Tonight my wife and I attended the Whatley reunion in Reynolds. Although I was voted as an honorary member of the Whatley family at the reunion several years ago, I would have attended anyway. If you have heard me speak or read my book or read this blog on a regular basis, you know about the Whatley’s. (At the top of this page is a search box for this blog. Search “Whatley” and you will find plenty to read).
The Whatley’s were a huge part of my life when I was growing up and they continue to be a huge part of my life today. The close friendships between my family and the Whatley’s go back several generations. Tonight I was asked to say a few words to the group after dinner. From someone who has become what some would call a "professional" speaker, this gig was different. Tonight I was speaking to a group of folks who happen to be some of my closest friends on earth.
Among the Whatley descendants who were present was a special group who are not getting any younger. They are the five sons of Clifford and Mary Monk Whatley: Ed, Cliff, Billy, Julian and Leonard. I’m not sure how many more times I will have the opportunity to be in a room where all five of these incredible brothers are together. But the thought did pass my mind. Hopefully many more... but you never know.
I took the opportunity tonight to pass the old corn cob Pipe and it was an emotional moment. Gary Oliver, pictured above with me, was the recipient of the pipe that has been passed between three generations of Whatley’s and Goddard’s for the past 75 years. Gary, a native of Oxford NY, is the son in law of Dr. Ed Whatley. He is a southerner by choice and a Whatley by marriage…and a very close friend. My dad absolutely loved Gary Oliver and he would be thrilled to know that Gary is the holder of the Pipe until he sees fit to pass it on to someone else on a special occasion. Gary and his wife Nancy joined the grandparent club a few weeks ago. That is an event that is worthy of a pipe passing. Not only is it worth of a pipe passing because they are new grandparents but Anna Rose was named after Dr. Whatley’s wife, Rosemary, who passed away a little less than a year ago. And that even makes the pipe passing even more appropriate.
Below is part of the letter I read tonight and gave to Gary which will join all the other letters written over the years as the pipe was passed:
“So many of us have moved away from the modest place that was too small to hold our dreams, too quiet for the noise we were born to make. Yet for all the success we may have found in the big city (or sprawling suburb), we are discovering there is a cost.
We have strayed too far from the humble things that endure, and given short shrift to the rituals and traditions that give meaning and continuity to our lives. These things you cannot buy at the Pottery Barn, or manufacture with the advice of Martha Stewart. They are virtues forged in the hearth of a loving home, and which must be renewed from father to son, from mother to daughter, from age to age. Whether we have moved down the street or across the country from our birthplace, we have strayed too far from home.
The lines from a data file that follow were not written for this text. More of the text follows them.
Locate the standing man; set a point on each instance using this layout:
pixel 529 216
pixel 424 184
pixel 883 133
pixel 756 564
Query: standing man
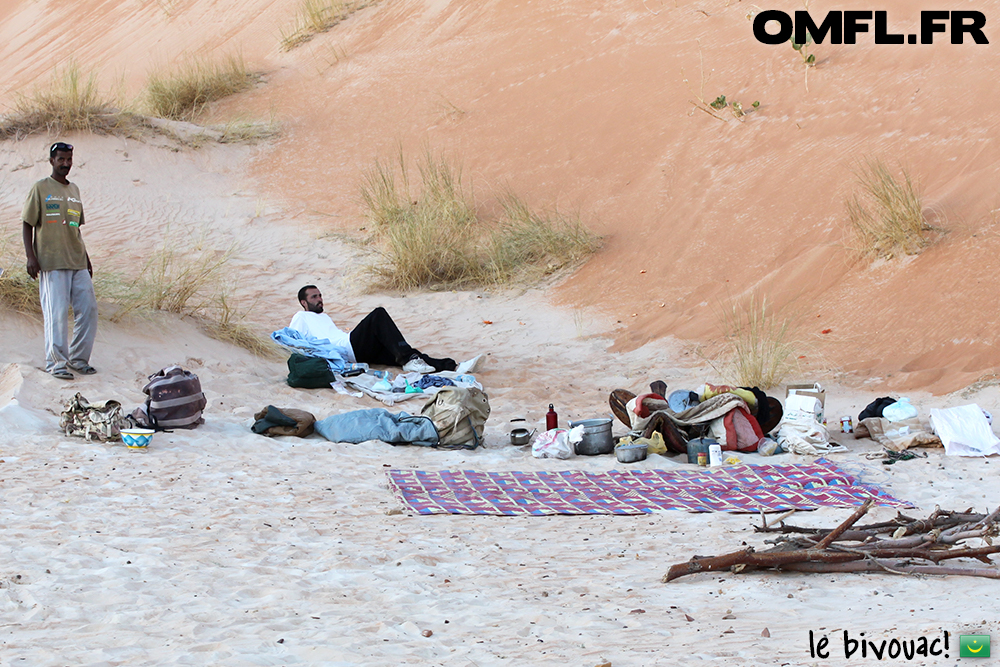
pixel 52 217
And it’s time to turn back.
I’m not talking about moving back to our hometowns…. What I’m talking about is re-creating, wherever we may now live, the best parts of home, either the home we had growing up, or the home we wished for.” (from Homesick by Sela Ward).
Tonight not only did we carry on a tradition that was started 75 years ago by lifelong friends, but in a way we were able to re-create events of a time when the simple things of life such as family and friends mattered most.
And the older I get the more convinced I become that nothing matters more than family and friends.